I can't separate the variables?

Anyone knows how to solve that?
• Jan 14th 2010, 01:31 AM
chisigma
The DE can be written in the form...

$\displaystyle y^{'}= a(x)\cdot y + b(x)$ (1)

... so that it is linear and can be solved in 'standard way'...

Kind regards

$\displaystyle \chi$ $\displaystyle \sigma$
• Jan 14th 2010, 02:44 AM
Prove It
Quote:

Originally Posted by gergofoto
Plz help with this First Order Differential Equation.

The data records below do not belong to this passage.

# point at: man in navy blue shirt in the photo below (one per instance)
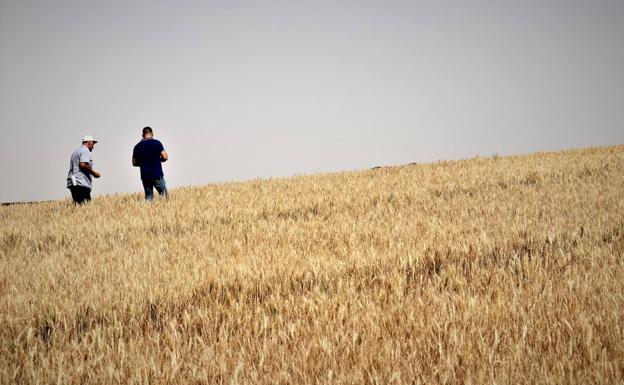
(148, 154)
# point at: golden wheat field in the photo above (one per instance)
(501, 270)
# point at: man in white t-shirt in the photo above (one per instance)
(81, 170)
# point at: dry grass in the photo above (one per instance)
(490, 270)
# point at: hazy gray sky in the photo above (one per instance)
(245, 89)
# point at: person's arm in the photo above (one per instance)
(135, 161)
(84, 166)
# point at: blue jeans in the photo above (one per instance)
(150, 184)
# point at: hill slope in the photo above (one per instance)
(501, 270)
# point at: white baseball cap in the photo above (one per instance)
(88, 138)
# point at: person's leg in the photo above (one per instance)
(75, 194)
(86, 193)
(80, 194)
(161, 187)
(148, 186)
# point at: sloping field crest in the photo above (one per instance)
(501, 270)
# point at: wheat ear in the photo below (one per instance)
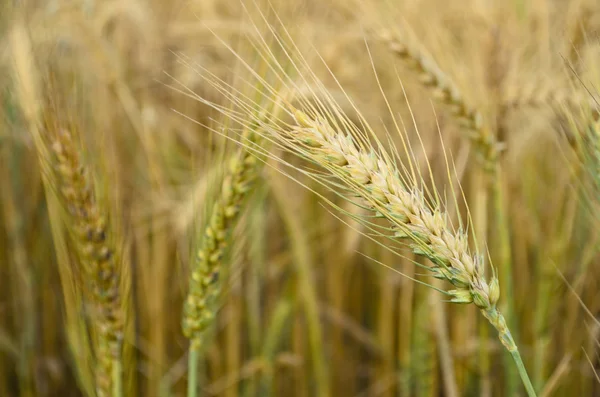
(443, 90)
(96, 254)
(374, 178)
(200, 306)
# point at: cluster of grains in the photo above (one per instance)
(96, 253)
(443, 90)
(205, 284)
(378, 182)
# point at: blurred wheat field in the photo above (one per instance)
(194, 194)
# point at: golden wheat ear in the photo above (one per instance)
(320, 132)
(96, 254)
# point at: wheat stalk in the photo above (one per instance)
(445, 91)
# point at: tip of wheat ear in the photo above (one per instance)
(446, 92)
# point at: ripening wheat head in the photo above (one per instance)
(315, 128)
(358, 166)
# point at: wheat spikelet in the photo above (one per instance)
(444, 91)
(96, 252)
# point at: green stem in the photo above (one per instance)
(193, 372)
(523, 373)
(498, 321)
(505, 265)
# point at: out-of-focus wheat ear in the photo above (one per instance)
(97, 254)
(28, 89)
(205, 286)
(371, 175)
(445, 91)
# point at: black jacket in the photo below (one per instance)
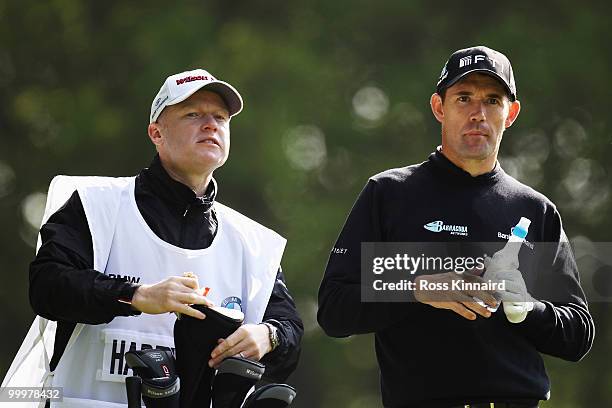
(433, 357)
(65, 287)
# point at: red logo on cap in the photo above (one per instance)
(194, 78)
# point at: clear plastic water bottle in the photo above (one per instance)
(507, 257)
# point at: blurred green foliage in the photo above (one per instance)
(334, 92)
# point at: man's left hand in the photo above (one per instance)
(250, 341)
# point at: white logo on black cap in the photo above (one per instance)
(465, 61)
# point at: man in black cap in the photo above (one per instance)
(444, 348)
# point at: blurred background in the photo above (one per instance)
(334, 91)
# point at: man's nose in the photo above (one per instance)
(478, 113)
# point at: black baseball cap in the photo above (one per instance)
(478, 59)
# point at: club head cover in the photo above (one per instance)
(194, 340)
(271, 396)
(160, 385)
(133, 386)
(234, 378)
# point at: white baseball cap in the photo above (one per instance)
(178, 87)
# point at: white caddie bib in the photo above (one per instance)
(239, 268)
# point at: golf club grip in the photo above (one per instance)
(132, 386)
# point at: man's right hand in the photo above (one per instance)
(460, 302)
(174, 294)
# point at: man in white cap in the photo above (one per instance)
(123, 252)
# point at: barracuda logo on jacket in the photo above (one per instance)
(439, 226)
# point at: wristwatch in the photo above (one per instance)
(273, 335)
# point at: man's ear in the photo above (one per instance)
(436, 107)
(154, 131)
(515, 109)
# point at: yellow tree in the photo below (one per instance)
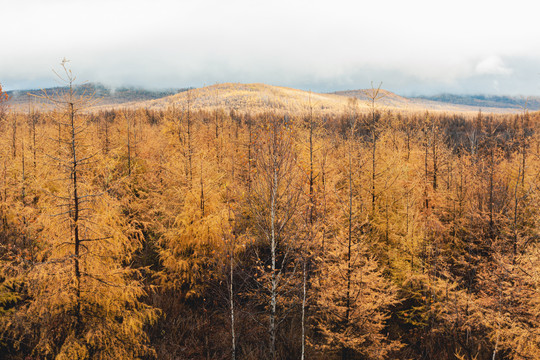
(82, 302)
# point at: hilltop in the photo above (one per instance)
(259, 97)
(262, 97)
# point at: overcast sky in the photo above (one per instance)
(413, 47)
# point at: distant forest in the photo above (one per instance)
(181, 234)
(493, 101)
(107, 94)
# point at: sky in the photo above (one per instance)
(414, 47)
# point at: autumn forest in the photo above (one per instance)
(184, 233)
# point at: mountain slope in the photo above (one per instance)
(263, 97)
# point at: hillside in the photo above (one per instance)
(493, 101)
(262, 97)
(106, 96)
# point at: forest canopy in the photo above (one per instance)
(182, 234)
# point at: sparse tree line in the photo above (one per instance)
(181, 234)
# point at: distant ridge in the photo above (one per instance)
(492, 101)
(258, 97)
(105, 95)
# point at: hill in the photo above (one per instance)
(106, 96)
(492, 101)
(262, 97)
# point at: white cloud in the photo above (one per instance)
(493, 65)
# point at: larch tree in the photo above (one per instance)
(274, 208)
(82, 301)
(355, 297)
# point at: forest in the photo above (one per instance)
(224, 234)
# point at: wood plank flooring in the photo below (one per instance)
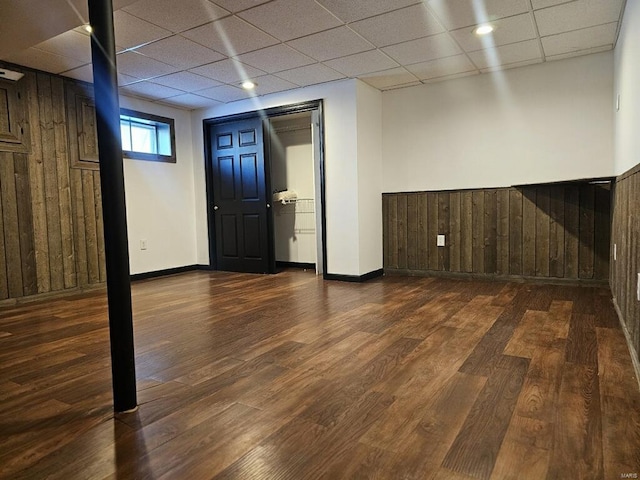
(292, 377)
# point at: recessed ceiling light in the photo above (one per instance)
(483, 30)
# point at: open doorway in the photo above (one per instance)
(296, 191)
(279, 178)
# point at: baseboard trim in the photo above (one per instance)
(354, 278)
(308, 266)
(167, 271)
(627, 335)
(497, 278)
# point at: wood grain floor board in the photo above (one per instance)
(289, 376)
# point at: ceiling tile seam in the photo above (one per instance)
(181, 31)
(623, 7)
(564, 32)
(536, 30)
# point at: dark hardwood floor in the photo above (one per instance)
(292, 377)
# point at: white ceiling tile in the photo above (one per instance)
(225, 93)
(85, 73)
(189, 101)
(137, 65)
(180, 52)
(577, 53)
(330, 44)
(463, 13)
(187, 81)
(507, 30)
(390, 78)
(451, 77)
(271, 84)
(239, 5)
(507, 54)
(151, 90)
(398, 26)
(499, 68)
(577, 40)
(310, 75)
(228, 71)
(442, 67)
(577, 15)
(288, 19)
(423, 49)
(41, 60)
(176, 16)
(538, 4)
(361, 63)
(69, 44)
(231, 36)
(352, 10)
(131, 32)
(276, 58)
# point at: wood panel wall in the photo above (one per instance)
(50, 213)
(547, 231)
(626, 267)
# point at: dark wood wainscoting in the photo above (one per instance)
(547, 231)
(626, 267)
(50, 212)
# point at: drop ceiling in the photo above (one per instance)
(196, 53)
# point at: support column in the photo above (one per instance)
(105, 82)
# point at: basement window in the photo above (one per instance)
(147, 137)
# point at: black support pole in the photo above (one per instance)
(113, 205)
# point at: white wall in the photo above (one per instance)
(160, 199)
(627, 85)
(369, 177)
(534, 124)
(341, 167)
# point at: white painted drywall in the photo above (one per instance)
(341, 173)
(627, 85)
(534, 124)
(160, 199)
(369, 104)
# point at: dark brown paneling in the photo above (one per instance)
(477, 232)
(490, 231)
(625, 236)
(412, 231)
(443, 229)
(432, 229)
(515, 231)
(466, 229)
(402, 231)
(546, 231)
(51, 214)
(423, 234)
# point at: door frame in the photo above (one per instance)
(265, 115)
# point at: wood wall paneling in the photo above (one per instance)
(545, 231)
(625, 235)
(50, 208)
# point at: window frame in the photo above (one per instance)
(155, 157)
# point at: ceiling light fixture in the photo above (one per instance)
(484, 29)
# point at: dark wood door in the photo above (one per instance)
(240, 203)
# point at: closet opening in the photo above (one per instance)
(294, 153)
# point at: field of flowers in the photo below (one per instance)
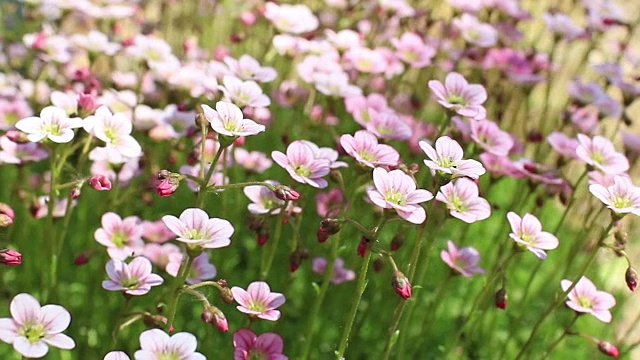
(323, 179)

So the equation is: x*y'-y=x^3-1

I can't separate the variables?

Anyone knows how to solve that?

$\displaystyle x\frac{dy}{dx} - y = x^3 - 1$

$\displaystyle \frac{dy}{dx} - x^{-1}y = x^2 - x^{-1}$.

Now we need an integrating factor:

$\displaystyle e^{\int{-x^{-1}\,dx}} = e^{-\ln{x}} = e^{\ln{x^{-1}}} = x^{-1}$.

Multiply the DE through by the integrating factor:

$\displaystyle x^{-1}\frac{dy}{dx} - x^{-2}y = x - x^{-2}$.

Now the LHS is a product rule expansion of $\displaystyle \frac{d}{dx}(x^{-1}y)$.

So $\displaystyle \frac{d}{dx}(x^{-1}y) = x - x^{-2}$

$\displaystyle x^{-1}y = \int{x - x^{-2}\,dx}$

$\displaystyle x^{-1}y = \frac{1}{2}x^2 + x^{-1} + C$

$\displaystyle y = \frac{1}{2}x^3 + 1 + Cx$.